Residents of a stretch of Mexico’s Pacific Coast dotted with resorts and fishing villages boarded up homes and bought supplies ahead of Friday’s arrival of Hurricane Patricia, a monster Category 5 storm that forecasters say is the strongest ever recorded in the Western hemisphere.
With maximum sustained winds near 200 mph (325 kph), Patricia is the strongest storm ever recorded in the eastern Pacific or in the Atlantic, said Dave Roberts, a hurricane specialist at the U.S. National Hurricane Center.
Patricia’s power was comparable to that of Typhoon Haiyan, which left more than 7,300 dead or missing in the Philippines two years ago, according to the U.N.’s World Meteorological Organization.

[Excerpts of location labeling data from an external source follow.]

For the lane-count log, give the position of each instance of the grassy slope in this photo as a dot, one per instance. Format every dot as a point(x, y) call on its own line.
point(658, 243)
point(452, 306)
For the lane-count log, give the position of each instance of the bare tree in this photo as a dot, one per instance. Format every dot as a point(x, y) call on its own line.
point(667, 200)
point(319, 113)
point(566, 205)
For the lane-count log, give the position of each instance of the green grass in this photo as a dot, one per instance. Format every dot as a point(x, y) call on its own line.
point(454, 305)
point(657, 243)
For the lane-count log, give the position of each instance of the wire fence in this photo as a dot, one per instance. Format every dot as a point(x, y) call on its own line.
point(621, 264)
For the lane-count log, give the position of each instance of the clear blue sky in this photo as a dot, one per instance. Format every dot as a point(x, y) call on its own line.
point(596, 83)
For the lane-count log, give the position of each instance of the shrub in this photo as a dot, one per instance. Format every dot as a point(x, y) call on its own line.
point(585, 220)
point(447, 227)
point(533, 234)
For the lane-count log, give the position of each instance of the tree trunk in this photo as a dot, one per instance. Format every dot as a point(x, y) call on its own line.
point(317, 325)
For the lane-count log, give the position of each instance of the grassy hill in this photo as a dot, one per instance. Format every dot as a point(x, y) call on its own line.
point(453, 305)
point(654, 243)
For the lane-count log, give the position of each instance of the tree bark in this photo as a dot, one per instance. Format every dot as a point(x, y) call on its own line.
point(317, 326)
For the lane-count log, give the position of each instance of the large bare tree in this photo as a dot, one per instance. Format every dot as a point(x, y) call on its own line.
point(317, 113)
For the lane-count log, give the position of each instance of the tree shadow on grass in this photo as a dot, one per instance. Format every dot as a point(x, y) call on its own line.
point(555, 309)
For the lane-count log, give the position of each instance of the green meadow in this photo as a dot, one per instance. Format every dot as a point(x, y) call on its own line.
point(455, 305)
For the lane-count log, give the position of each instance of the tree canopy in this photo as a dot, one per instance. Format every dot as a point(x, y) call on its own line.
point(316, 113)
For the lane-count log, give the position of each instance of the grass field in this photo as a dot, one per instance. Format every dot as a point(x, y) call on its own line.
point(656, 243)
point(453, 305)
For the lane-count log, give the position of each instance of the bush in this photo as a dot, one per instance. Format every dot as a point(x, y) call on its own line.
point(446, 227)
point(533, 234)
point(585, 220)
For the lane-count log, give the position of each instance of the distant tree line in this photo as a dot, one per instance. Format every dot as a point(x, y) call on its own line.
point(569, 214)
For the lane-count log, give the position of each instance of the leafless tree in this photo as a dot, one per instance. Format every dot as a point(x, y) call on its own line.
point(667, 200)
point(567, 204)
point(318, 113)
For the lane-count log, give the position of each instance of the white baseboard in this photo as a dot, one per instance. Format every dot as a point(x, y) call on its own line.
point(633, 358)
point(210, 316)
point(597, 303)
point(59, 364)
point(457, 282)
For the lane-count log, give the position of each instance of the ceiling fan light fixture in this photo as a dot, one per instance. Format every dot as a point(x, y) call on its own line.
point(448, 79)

In Mexico, officials declared a state of emergency in dozens of municipalities in Colima, Nayarit and Jalisco states that contain the bustling port of Manzanillo and the posh resort of Puerto Vallarta. The governor of Colima ordered schools closed on Friday, when the storm was forecast to make what the Hurricane Center called a “potentially catastrophic landfall.”
Rain pounded Manzanillo late Thursday while people took last-minute measures ahead of Patricia, which quickly grew from a tropical storm into a Category 5 hurricane, leaving authorities scrambling to make people safe…
A hurricane warning was in effect for the Mexican coast from San Blas to Punta San Telmo, a stretch that includes Manzanillo and Puerto Vallarta. A broader area was under hurricane watch, tropical storm warning or tropical storm watch.
The Hurricane Center said Patricia was expected to bring rainfall of 6 to 12 inches, with isolated amounts of up to 20 inches in some locations. Tropical storm conditions were expected to reach land late Thursday or early Friday, complicating any remaining preparation work at that point.
“We are calm,” said Gabriel Lopez, a worker at Las Hadas Hotel in Manzanillo. “We don’t know what direction (the storm) will take, but apparently it’s headed this way. … If there is an emergency we will take care of the people. There are rooms that are not exposed to wind or glass.”